Make no mistake: Burger King's vaunted 'real food' burger without additives will still K

•, Helen Buyniski

The chain unveiled an ad earlier this week, showing time-lapse footage of a Whopper growing moldy over a month to tout the removal of artificial preservatives from its signature item. 

With health-conscious consumers shying away from the unchecked gluttony Burger King and its ilk once celebrated – remember the Carl's Jr. "thickburger," the cheeseburger that somehow included a hot dog and potato chips in the burger, and KFC's "DoubleDown," the bacon and cheese sandwich in which fried chicken is used instead of bacon? – fast-food chains are having an existential crisis.

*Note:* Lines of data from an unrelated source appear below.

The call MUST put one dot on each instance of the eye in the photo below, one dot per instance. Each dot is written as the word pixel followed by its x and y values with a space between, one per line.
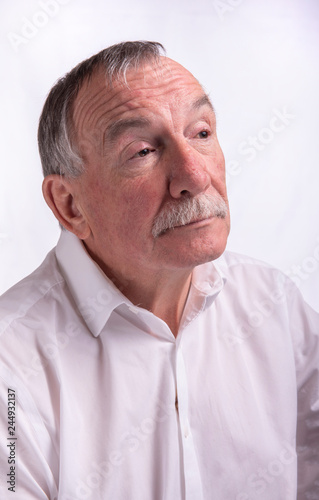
pixel 144 152
pixel 203 134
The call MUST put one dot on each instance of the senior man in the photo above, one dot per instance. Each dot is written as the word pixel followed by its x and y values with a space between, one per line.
pixel 140 361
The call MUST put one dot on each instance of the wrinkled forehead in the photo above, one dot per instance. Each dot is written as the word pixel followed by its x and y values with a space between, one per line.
pixel 98 99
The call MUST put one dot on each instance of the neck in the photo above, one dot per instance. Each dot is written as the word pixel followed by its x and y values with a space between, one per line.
pixel 164 294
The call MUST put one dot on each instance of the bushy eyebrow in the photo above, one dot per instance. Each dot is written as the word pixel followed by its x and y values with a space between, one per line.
pixel 204 100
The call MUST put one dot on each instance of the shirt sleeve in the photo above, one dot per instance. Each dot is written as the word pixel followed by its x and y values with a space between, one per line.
pixel 305 331
pixel 25 448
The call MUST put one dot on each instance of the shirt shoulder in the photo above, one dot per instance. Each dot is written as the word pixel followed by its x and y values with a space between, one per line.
pixel 17 302
pixel 253 276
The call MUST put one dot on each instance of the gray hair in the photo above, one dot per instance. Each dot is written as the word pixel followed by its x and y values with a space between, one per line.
pixel 56 135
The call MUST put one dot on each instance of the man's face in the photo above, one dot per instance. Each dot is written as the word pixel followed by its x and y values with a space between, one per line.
pixel 147 147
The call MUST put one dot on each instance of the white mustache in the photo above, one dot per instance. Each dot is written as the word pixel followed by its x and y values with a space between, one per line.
pixel 189 210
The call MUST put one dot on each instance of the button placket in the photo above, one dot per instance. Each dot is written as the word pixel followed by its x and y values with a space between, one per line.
pixel 193 486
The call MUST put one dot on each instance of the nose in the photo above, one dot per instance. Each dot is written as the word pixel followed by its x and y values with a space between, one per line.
pixel 188 172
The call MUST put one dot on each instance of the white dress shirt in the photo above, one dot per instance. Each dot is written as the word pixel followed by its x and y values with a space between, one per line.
pixel 109 405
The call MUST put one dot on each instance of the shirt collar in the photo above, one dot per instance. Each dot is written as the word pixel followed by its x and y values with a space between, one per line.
pixel 94 293
pixel 96 296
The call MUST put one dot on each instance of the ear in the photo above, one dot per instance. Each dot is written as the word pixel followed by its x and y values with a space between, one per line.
pixel 58 192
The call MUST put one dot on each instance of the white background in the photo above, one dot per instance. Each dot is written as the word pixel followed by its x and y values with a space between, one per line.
pixel 256 59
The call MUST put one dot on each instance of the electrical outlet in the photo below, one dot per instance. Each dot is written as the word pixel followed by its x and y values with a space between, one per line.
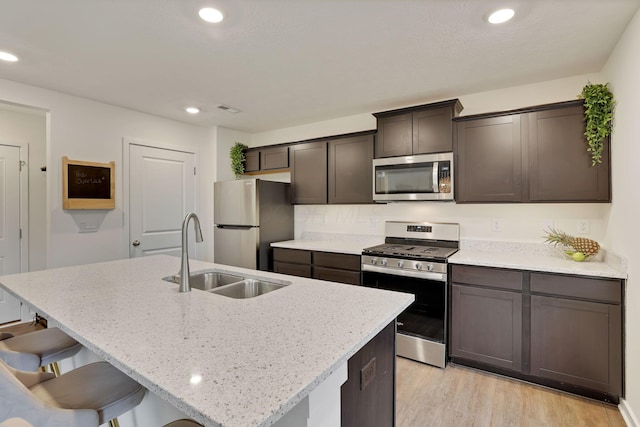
pixel 367 373
pixel 582 226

Ads like this are designed to misdirect, to make the consumer feel virtuous for choosing Burger King while distracting them from the fact that they're still eating a fat- and cholesterol-heavy slab of processed meat and probably washing it down with a tub of high-fructose corn syrup, taking one more step toward joining the 71 percent of Americans who are overweight. While a Whopper has "only" about 660 calories, that's still more than a fourth of what the average adult requires daily, and it doesn't include the fries and soda. The combination of high fat, high cholesterol and sugar is especially deadly in a country where heart disease is among the top three killers.